Getting Started with alwaysAI Model Training

More often than not, the most difficult part of a task is simply getting started. alwaysAI’s Model Training tool is now integrated with a Jupyter Notebook interface, which not only makes kicking off your Computer Vision project a breeze, but also keeps things simple from end-to-end. The alwaysAI Model Training toolkit — Jupyter Lab interface allows you to upload your dataset, dial in your training configuration, and start training, all in just a few clicks.

To get started, you’ll need to run through a brief initial setup. We’ll go through each step below.

Install the alwaysAI CLI and Docker. The alwaysAI CLI contains almost everything you will need to get started. To install both the latest version of the CLI and Docker, follow the instructions here.
Download our sample dataset. Use the download link here to access our sample quick-start dataset (173 MB). This should only take a few seconds. The dataset is fully annotated and is ready to train immediately. Save this dataset to an easily accessible path. For the sake of this tutorial, we’ll refer to the location of your dataset as path/to/dataset.zip

And that’s it! Now you’re ready to train your own model.

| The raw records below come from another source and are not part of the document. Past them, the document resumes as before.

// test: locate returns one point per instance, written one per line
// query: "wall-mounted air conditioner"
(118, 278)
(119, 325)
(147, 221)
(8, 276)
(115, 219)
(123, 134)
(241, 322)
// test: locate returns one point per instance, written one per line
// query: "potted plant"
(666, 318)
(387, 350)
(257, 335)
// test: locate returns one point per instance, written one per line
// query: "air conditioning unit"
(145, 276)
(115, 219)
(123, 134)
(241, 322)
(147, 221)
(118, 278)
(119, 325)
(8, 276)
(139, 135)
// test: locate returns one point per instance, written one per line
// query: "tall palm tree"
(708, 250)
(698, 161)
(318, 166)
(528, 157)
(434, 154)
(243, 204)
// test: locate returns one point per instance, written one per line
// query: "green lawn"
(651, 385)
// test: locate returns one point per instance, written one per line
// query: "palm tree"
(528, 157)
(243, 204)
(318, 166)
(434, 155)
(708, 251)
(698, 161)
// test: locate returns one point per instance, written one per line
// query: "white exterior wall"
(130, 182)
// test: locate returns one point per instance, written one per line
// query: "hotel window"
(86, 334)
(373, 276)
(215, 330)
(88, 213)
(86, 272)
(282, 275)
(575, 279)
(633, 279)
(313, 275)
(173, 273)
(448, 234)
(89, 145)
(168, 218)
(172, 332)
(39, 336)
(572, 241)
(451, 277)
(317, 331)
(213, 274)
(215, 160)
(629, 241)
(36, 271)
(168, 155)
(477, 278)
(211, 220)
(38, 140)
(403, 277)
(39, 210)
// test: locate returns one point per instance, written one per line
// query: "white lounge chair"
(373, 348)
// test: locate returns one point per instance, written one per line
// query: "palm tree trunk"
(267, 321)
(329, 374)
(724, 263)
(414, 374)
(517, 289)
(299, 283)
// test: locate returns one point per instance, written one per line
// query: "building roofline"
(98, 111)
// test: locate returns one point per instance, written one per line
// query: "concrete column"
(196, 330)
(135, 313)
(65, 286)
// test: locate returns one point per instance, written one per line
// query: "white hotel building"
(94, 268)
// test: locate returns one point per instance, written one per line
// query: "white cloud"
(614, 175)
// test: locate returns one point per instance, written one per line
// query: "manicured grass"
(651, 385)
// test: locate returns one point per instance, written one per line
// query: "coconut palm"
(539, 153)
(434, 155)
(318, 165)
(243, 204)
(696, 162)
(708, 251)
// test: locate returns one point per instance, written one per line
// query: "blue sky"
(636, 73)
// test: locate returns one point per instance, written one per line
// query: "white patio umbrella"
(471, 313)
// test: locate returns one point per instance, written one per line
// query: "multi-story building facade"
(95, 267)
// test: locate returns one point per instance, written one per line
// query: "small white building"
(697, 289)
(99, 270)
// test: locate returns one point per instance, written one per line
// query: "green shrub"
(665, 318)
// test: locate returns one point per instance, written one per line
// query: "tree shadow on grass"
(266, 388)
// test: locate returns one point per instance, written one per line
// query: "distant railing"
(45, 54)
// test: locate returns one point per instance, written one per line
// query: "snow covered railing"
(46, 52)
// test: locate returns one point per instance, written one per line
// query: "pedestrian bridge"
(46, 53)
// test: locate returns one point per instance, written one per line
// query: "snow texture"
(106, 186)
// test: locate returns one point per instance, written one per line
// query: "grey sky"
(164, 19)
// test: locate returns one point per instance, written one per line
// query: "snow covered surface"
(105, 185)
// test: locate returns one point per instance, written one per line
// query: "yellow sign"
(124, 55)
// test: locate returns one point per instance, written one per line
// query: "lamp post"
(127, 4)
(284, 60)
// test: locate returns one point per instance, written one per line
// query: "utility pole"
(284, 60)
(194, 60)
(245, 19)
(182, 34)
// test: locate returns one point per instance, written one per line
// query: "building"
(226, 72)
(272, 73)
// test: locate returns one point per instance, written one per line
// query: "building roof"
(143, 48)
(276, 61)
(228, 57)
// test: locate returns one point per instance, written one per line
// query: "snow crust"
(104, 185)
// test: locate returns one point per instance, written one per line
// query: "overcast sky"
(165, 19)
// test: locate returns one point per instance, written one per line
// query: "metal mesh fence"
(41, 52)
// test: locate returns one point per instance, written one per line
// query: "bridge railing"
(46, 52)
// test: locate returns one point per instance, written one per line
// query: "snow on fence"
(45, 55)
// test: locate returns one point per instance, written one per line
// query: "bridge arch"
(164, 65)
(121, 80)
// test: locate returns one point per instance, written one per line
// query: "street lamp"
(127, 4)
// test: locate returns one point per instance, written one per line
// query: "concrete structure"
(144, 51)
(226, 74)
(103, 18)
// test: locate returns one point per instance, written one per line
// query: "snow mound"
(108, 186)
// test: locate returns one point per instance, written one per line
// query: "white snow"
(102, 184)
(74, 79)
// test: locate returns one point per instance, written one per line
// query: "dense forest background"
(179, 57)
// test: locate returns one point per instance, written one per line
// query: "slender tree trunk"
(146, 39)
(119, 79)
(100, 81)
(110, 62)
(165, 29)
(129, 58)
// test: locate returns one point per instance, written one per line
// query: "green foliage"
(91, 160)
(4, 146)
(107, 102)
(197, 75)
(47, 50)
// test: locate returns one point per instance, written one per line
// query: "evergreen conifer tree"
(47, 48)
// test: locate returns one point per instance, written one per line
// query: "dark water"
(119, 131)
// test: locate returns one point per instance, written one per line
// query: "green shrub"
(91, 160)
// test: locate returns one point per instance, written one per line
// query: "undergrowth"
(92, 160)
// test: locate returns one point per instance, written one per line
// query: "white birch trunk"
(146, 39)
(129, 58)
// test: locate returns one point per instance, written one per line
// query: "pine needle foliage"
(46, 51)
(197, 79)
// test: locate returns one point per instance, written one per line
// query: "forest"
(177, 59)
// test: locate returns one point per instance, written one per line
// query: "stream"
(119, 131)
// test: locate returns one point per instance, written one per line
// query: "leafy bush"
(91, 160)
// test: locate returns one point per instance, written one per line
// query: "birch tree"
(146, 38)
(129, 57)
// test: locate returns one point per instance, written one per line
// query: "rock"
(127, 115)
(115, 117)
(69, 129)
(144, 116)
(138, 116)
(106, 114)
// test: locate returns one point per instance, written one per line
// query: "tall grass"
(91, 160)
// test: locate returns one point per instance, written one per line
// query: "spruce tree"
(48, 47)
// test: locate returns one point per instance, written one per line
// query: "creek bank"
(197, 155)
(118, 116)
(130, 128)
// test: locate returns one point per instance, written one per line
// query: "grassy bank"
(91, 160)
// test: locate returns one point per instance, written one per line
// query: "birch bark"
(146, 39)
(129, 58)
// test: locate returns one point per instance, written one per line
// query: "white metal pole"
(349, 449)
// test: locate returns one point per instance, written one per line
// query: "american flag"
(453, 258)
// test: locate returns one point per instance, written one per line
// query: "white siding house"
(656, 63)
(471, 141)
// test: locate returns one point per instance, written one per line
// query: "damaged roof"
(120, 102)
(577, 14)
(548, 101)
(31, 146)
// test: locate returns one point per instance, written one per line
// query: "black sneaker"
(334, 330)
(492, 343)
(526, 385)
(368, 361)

With the alwaysAI CLI and Docker installed, run

alwaysai dataset train --jupyter

The first time you run this command, it will automatically start the download of a docker image. Once the Docker image download is finished, the container will spin up, and you should see something like the text below in your terminal. This means that the alwaysAI Model Training platform is running and ready to be accessed on your machine. You should see a new browser tab pointed to the provided link automatically opened in your default browser. Wait for it to load, or manually paste the link into your browser of choice (ie: Chrome, Firefox, Safari).

info: Model id: testuser/confident_meitnerinfo: Train/Validation ratio : 0.7info: Model dimensions : 300 by 300[W 00:40:40.559 LabApp] All authentication is disabled. Anyone who can connect to this server will be able to run code.[I 00:40:40.861 LabApp] JupyterLab extension loaded from /usr/local/lib/python3.6/dist-packages/jupyterlab[I 00:40:40.862 LabApp] JupyterLab application directory is /usr/local/share/jupyter/lab[I 00:40:40.864 LabApp] Serving notebooks from local directory: /[I 00:40:40.864 LabApp] Jupyter Notebook 6.1.5 is running at:[I 00:40:40.864 LabApp] http://a055153d7980:8888/[I 00:40:40.864 LabApp] Use Control-C to stop this server and shut down all kernels (twice to skip confirmation). — — — — — — — — — — — — — open http://localhost:8888 — — — — — — — — — — — — —

Once opened, you should be greeted with the following screen in your browser:

From here, click “Notebook.ipynb” in order to bring up the alwaysAI Training Environment, and click into the cell and hit the “run” (play-button) icon on the top toolbar to render the available options. You can also collapse the file explorer at this point if you wish.

Now you should see a series of buttons, sliders, and drop-down menus through which you are able to set up your training session. We’ll talk about each widget in detail in the next section, and walk through how to properly configure training on the test dataset we’re working with.

The first set of widgets that pops up enables you to select your dataset, as well as make any transformations to the images you’d like before training. You can create a dataset from local files, or using files stored on S3 so long as you have the AWS CLI installed and configured. See our training documentation for these instructions.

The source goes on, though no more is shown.